島唄とバレエダンスなど多彩 島唄継承イベント「了知と情熱」 喜界町

島唄とバレエダンスなどが共演した島唄継承イベント「了知と情熱~踊る喜界島~」の舞台発表=6月30日、喜界町

島唄とバレエダンスなどが共演した島唄継承イベント「了知と情熱~踊る喜界島~」の舞台発表=6月30日、喜界町

 島唄継承の活性化を目的としたイベント「了知と情熱~踊る喜界島」(同実行委員会主催)が6月30日、喜界町であり、島唄や方言、八月踊りの継承などについての対談とさまざまなジャンルの音楽と舞踊を組み合わせた舞台発表が行われた。

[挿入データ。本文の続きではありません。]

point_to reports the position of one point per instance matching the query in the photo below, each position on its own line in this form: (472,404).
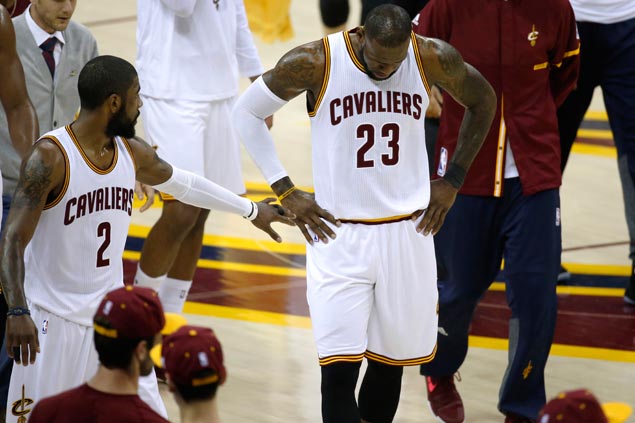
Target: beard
(121,126)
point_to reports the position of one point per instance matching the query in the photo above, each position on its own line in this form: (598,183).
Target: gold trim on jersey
(500,153)
(415,47)
(341,358)
(126,144)
(327,73)
(67,172)
(379,221)
(166,197)
(571,52)
(408,362)
(87,160)
(351,52)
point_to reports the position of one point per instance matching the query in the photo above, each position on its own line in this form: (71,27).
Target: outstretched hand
(269,213)
(442,196)
(309,215)
(21,339)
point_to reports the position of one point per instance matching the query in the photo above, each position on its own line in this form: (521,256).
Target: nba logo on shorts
(443,162)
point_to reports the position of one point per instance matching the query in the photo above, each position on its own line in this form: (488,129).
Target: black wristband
(18,311)
(455,175)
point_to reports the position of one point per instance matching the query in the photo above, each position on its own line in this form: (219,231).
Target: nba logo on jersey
(443,162)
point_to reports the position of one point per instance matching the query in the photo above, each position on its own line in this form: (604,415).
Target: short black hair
(198,393)
(389,25)
(101,77)
(116,353)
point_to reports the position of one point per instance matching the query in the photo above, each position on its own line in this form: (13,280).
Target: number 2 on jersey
(389,131)
(103,230)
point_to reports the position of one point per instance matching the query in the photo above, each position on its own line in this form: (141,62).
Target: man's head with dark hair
(192,358)
(117,353)
(389,25)
(113,82)
(385,38)
(127,324)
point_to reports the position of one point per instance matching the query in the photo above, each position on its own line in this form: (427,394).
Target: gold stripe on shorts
(379,221)
(408,362)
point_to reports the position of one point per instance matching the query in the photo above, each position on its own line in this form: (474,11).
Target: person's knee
(379,395)
(338,392)
(179,217)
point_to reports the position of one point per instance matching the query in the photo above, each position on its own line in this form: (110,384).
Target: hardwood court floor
(251,290)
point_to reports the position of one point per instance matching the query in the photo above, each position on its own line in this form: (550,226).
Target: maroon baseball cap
(189,353)
(581,406)
(130,312)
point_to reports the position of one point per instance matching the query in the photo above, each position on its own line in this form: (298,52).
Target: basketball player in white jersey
(65,234)
(371,269)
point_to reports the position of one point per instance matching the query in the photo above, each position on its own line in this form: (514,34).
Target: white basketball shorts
(196,136)
(67,359)
(372,292)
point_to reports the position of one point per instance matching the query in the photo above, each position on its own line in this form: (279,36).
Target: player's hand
(269,121)
(309,214)
(21,339)
(442,196)
(269,213)
(143,190)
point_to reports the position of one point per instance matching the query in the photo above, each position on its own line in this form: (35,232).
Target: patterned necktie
(47,52)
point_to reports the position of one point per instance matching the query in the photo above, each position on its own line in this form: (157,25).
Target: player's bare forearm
(42,175)
(151,169)
(477,119)
(469,88)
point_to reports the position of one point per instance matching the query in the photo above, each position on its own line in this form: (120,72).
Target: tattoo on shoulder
(33,184)
(451,61)
(301,68)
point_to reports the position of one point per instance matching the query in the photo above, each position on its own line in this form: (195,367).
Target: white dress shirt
(40,36)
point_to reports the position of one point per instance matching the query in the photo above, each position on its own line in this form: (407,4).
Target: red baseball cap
(188,353)
(130,312)
(581,406)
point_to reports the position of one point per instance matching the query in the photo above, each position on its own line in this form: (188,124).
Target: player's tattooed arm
(445,67)
(41,181)
(301,69)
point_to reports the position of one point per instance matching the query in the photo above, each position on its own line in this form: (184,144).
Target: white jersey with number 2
(75,255)
(368,140)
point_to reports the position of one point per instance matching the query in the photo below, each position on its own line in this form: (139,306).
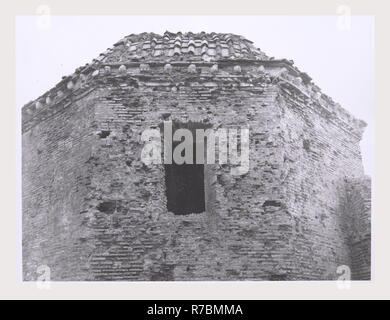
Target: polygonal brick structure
(92,210)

町内外の研究者や音楽家、地元唄者や住民が一堂に集い、イベントを楽しみながら喜界島の人と文化の関わりを学んだ。

 

 音楽家などでつくる団体「伝統の身体・創造の呼吸」(原田敬子代表)が企画。喜界町文化協会の光岡力会長を実行委員長に島内外のメンバーで実行委員会を組織して運営した。

 

 対談は同町役場で午前11時に始まり、インターネットで生放送した。司会は東京音楽大学准教授でもある原田代表(50)と喜界島観光物産協会職員でシンガー・ソングライターの土岐宏大さん(36)。島内外の研究者や大学教授ら6組をゲストに午後3時半ごろまでリレートークを展開した。

 

 対談の中で、同町の上嘉鉄八月踊り唄保存会世話人の生島常範さんは「踊りの輪が住民の一体感を生み出し、地域の和をつくる」と強調した。

 

 舞台発表は自然休養村管理センターで午後6時半に開演。地域住民ら約350人が鑑賞した。

 

 オープニングは「朝潮満ちゃ上りへささげる音楽」と題したピアノ、トロンボーン演奏とダンス。続いて同町志戸桶の唄者菅沼節枝さんの島唄。その後も島唄とバレエダンスの共演や観客が振り付けで参加するオリジナル合唱曲など多彩なステージが繰り広げられた。

 

 鑑賞した喜界高校1年の原田幸歩さん(16)は「島唄の伝統を守りながら、バレエダンスやピアノ演奏などが一緒になった表現に感動した。島唄は好きで自分も習っている。これからも日本中に島唄を広めるために、いろいろな表現を先輩たちから学んでいきたい」と話した。